Fun
so what’s the process you follow to use it?
Basically just following git and review at the pull request before merging.
In CodeRabbit, I simply prompted: @coderabbitai full review
In Replit Plan mode I prompted:
Please perform a comprehensive security and code quality review of the codebase. Analyze the entire project and create a detailed task list for improvements in these areas:
-
Security Analysis
-
Code Quality
-
Architecture Review
-
Healthcare Compliance
-
Performance & Scalability
For each issue found, provide:
- File location and line numbers
- Severity level (Critical/High/Medium/Low)
- Specific recommendation
- Code example of the fix
Create a prioritized task list for addressing these findings.
Yes I have a similar audit prompt I wrote to run in Replit’s plan mode, and am generally happy with the results.
But I am curious if running Coderabbit on my app as an alternative to my own audit prompt is worth it?

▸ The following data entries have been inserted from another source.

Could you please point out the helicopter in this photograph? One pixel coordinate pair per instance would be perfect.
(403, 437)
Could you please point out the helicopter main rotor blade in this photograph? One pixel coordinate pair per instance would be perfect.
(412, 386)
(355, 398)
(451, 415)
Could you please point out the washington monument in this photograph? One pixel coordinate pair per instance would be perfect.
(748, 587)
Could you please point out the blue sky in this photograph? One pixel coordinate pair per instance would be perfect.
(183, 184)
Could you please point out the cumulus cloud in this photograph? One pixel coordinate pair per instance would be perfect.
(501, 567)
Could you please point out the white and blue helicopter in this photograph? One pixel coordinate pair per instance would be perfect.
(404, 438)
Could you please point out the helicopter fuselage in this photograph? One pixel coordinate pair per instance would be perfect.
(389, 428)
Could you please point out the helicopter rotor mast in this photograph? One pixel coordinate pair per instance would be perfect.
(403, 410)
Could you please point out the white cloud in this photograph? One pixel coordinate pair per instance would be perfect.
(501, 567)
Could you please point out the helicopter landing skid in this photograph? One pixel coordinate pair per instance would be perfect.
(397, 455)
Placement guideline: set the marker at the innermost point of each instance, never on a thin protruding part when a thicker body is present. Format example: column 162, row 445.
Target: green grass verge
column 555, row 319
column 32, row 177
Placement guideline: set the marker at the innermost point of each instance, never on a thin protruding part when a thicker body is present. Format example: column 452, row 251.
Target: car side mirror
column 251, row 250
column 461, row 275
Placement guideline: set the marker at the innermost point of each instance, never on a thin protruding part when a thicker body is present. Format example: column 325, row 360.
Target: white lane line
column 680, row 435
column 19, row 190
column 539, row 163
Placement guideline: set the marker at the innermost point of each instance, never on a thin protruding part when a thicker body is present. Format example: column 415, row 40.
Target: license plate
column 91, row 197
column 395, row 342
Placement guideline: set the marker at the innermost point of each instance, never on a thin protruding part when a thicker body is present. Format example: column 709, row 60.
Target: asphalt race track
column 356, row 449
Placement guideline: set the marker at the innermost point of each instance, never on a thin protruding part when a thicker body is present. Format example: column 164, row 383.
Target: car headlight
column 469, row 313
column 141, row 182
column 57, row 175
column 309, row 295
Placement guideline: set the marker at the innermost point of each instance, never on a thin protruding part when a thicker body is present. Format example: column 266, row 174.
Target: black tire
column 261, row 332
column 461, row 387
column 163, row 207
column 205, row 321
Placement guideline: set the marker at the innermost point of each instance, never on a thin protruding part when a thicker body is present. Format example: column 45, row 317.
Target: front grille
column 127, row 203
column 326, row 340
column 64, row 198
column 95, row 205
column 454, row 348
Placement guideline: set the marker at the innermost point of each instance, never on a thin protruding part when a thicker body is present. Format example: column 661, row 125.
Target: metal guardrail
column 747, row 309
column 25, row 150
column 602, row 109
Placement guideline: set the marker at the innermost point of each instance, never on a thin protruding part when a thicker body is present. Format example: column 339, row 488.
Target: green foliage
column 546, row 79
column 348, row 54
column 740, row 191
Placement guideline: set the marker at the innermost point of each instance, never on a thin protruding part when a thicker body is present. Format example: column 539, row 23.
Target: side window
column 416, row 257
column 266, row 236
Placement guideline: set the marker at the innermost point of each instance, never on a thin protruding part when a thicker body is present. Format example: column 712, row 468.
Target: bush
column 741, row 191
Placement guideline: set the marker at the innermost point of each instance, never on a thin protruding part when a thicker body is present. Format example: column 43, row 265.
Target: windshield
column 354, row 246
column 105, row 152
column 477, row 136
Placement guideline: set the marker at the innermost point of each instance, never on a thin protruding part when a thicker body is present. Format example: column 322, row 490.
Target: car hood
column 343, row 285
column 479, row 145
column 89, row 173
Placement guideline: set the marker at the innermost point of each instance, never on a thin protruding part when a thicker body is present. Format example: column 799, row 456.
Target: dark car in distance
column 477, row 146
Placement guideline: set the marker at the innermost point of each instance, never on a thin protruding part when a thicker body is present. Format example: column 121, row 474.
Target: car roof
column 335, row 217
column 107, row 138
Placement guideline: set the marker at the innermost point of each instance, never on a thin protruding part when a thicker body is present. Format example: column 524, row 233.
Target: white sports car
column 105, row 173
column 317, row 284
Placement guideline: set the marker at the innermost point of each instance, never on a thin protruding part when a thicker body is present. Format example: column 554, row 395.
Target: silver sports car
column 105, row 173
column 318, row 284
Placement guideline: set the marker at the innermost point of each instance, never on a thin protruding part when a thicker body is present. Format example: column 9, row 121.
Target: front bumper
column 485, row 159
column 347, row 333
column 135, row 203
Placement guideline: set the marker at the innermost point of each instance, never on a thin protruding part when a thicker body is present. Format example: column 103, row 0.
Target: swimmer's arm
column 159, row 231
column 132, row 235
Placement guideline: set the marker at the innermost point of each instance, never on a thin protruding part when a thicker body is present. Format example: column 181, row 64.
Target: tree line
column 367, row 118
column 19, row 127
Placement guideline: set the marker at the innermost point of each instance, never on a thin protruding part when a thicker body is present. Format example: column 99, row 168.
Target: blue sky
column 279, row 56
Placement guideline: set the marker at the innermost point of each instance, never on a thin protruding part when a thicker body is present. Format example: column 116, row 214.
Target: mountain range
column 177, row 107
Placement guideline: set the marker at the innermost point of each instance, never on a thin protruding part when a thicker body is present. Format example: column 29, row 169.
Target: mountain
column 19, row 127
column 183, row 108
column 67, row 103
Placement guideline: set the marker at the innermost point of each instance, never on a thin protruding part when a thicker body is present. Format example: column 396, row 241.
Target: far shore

I have decided CodeRabbit is not what I want for reviewing my Replit apps.
I started playing with it properly today, and seems it only works off repo pull requests. i.e. it only scans newly changed files.
But I want to take a finished app and say “review the entire codebase”. But to achieve this, I would have to create a pull request where I had touched (changed) all files.
My ongoing audit process:
Yet again, the answer is “no external tools needed. Just use Replit for everything”
I will continue with my own auditing prompt that I drop into the agent. And it is free, unlike CodeRabbit’s $24/month ![]()
Personally, I’ve enjoyed it a lot. It did catch some things that Replit did not. I’m running a prompt in Replit, npm audit in Shell (npm installed), then CodeRabbit.ai before merge. I really like how it generates documentation and you can set how nit-picky it is with the code to bring up suggestions on changes/security risks. Looks like it has a bit more functionality than that, but need to take the time to learn it better among the million other things I have on my to-do-list.
I think like @rajharrykissoon said there is a way to prompt full review.
I do remember in the initial review there is a token limit, so if it’s a large app it might not be the right fit.
I’m thankful for it though because it caught a big vulnerability that npm/replit did not (and it had been there for a while).